Il se trouve que, par hasard, cette semaine, j’ai feuilleté deux cahiers d’élèves de primaire. Dans les deux cahiers, les lettres étaient mal formées, les fautes d’orthographe quasiment présentes, non pas à chaque ligne, mais à chaque mot. Il y a pire : dans les deux écoles, elles n’avaient pas été corrigées par les deux instituteurs !
Le nouveau profil du bon élève formaté par Big Brother 
Supprimer l’épreuve de culture générale de Sciences-po, c’est donc s’adapter à l’école et au lycée "light" . C’est aussi rationaliser l’examen, privilégier la tête bien pleine à la tête bien faite, faire retour sur le dogmatique. En effet, l’épreuve de culture générale était jusqu’alors préparée et corrigée par des enseignants de philosophie. Autrement dit, le savoir, l’érudition, la répétition mécanique n’y étaient pas décisifs. Le concours, tel qu'il était structuré, permettait, de façon objective, de sélectionner des candidats maîtrisant les fondamentaux tels que l'expression écrite, la maîtrise d'un fil logique de pensée et d'argumentation, la hiérarchisation des concepts. Elle permettait de déceler les capacités de problématisation et, ce qui avait toujours compté dans cette épreuve, c’est la qualité de la réflexion personnelle et le raisonnement, pas la répétition de fiches apprises par cœur. 
Le prochain candidat Sciences-po sera, lui, recruté pratiquement sur profil (d’ailleurs, l’entrée des meilleurs élèves de lycée, fruits de l’ancienne méritocratie, ceux qui rentraient sur dossier avec la mention "très bien" a, elle-aussi, été supprimée !). Mais alors, quel est le profil souhaité ? 
Comme pour les concours d’enseignants qui ont inauguré l’année dernière une  nouvelle épreuve de questionnaire sur le métier et ses valeurs, le profil est celui de l’humanitaire, de l’humaniste, de l’engagé associatif, un homophile si possible, un laïcard de surcroît, tolérant et bonne poire ! Il devra savoir parler, c’est-à-dire n’être jamais à court, même si ce n’est pour rien dire puisque tout reposera en partie sur l’entretien ; il devra savoir gesticuler puisque, effectivement, la vie politique est un spectacle. Il devra aussi avoir le bon faciès, un peu coloré, puisqu’il s’agit de discrimination positive larvée. 
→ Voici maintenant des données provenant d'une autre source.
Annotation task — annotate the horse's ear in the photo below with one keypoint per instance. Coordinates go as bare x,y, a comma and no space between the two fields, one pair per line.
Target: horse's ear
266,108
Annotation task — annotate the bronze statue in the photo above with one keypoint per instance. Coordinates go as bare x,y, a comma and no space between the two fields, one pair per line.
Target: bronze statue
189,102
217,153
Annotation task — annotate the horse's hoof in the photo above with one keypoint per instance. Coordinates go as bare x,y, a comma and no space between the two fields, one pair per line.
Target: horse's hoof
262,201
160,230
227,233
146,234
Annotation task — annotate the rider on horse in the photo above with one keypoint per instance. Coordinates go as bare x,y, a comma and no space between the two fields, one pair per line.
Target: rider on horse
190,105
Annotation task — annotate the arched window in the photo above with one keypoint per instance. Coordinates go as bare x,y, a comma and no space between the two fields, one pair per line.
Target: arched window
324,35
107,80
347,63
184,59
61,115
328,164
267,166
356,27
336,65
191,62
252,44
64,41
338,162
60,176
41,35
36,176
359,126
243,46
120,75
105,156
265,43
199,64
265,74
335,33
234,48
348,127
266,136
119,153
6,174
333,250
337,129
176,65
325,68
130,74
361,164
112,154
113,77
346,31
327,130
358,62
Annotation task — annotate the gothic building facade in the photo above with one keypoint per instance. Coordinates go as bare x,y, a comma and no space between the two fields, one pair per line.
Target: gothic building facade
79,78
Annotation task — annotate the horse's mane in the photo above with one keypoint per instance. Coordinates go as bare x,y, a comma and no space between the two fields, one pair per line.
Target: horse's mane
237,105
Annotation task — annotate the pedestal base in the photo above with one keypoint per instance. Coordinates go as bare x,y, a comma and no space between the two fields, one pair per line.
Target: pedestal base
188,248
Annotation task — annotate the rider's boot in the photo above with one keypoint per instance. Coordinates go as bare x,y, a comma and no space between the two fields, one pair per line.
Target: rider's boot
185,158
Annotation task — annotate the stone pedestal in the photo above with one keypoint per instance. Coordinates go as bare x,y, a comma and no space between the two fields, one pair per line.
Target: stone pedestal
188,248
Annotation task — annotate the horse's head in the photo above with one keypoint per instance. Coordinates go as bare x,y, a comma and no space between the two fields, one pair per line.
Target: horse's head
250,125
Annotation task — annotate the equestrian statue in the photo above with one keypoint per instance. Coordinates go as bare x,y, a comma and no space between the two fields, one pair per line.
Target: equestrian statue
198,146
Il devra en tout cas, comme le font de nombreux étudiants britanniques et américains, se dévouer pendant les vacances, accepter l’escroquerie du bénévolat dans les ONG. Non pas par fibre "charité chrétienne" ou "solidaire", mais parce qu’il "faut" le faire, pour être de ceux qu’on retiendra, puisque plus on s’impliquera dans la vie associative, politique, caritative, plus on passera pour le parfait petit soldat ! Bref, le futur candidat Sciences-po devra être capable de pouvoir prétendre que ce qui est rond est carré, brillant en verve et bien au courant des pommades idéologiques qu’il faudra servir aux jurys, ravis de la nouvelle crèche globale et de l’esprit couche-culotte d’un écologisme ou d’un réchauffement climatique mal compris ! 
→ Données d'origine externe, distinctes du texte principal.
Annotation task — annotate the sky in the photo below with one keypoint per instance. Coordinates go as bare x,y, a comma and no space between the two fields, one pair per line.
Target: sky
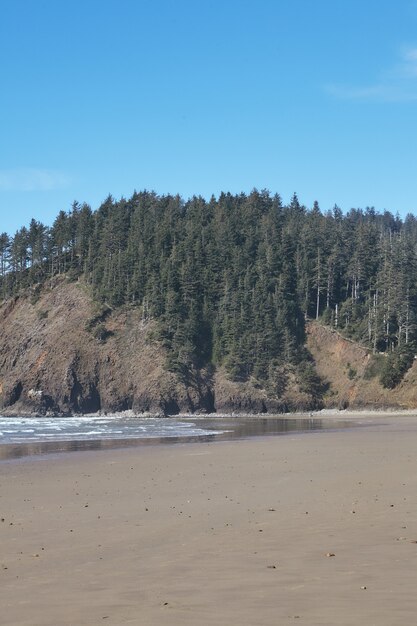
195,97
Pour le chef: exit la vertu et l'humanité, place au profilé tendance

Indéniablement, c’est vrai qu’en prenant une telle décision, Richard Descoings avalise le processus général de "dégradation" de la culture générale (avec l’évacuation des langues anciennes, la renonciation à l'orthographe, le  déclin de la lecture, l’oubli des classiques etc..). Il accrédite l’inanité et l’inculture présente des hommes politiques. Or, depuis l’Antiquité, depuis Platon en particulier, toute la réflexion sur l’art de gouverner insiste sur la vertu, sur le juste et la justesse des gouvernants. Que pourra-t-on, en effet, attendre comme distanciation critique, comme vertu de prudence et d’abnégation de futurs gouvernants qui, dès le début de leurs études, se seront pliés au moule collectif et à l’esprit de mode, auront, dès leur plus jeune âge, appris à soigner leur profil ? 
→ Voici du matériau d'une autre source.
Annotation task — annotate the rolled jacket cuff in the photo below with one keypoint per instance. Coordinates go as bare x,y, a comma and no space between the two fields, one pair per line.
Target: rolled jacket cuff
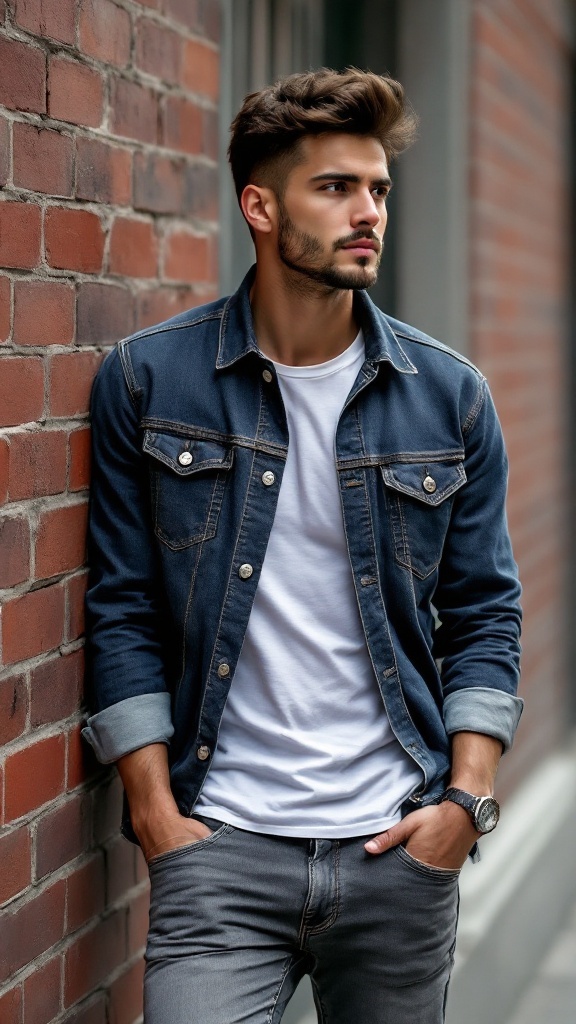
126,726
480,709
L’épreuve ancienne de culture générale permettait, par exemple, à des élèves timides et extrêmement réservés, de manifester des qualités d’intériorisation invisibles à l’oral. Dans les critiques adressées à cette réforme, comme à toutes les réformes de l’éducation et de son recrutement, cette dimension de l’intériorité est ignorée et esquivée, comme si la personnalité humaine n’était pas une personnalité en construction, une personnalité dont la valeur n’est justement pas extérieure, mais intérieure. Or, un élève jeune et introverti peut, souvent, par la seule culture livresque, se révéler peu à peu et seulement en fin de formation (à la condition bien sûr qu’il ait pu entrer à l’école !) manifester des qualités de décision politique qu’aucun fanfaron "trendy" ne pourra lui envier. 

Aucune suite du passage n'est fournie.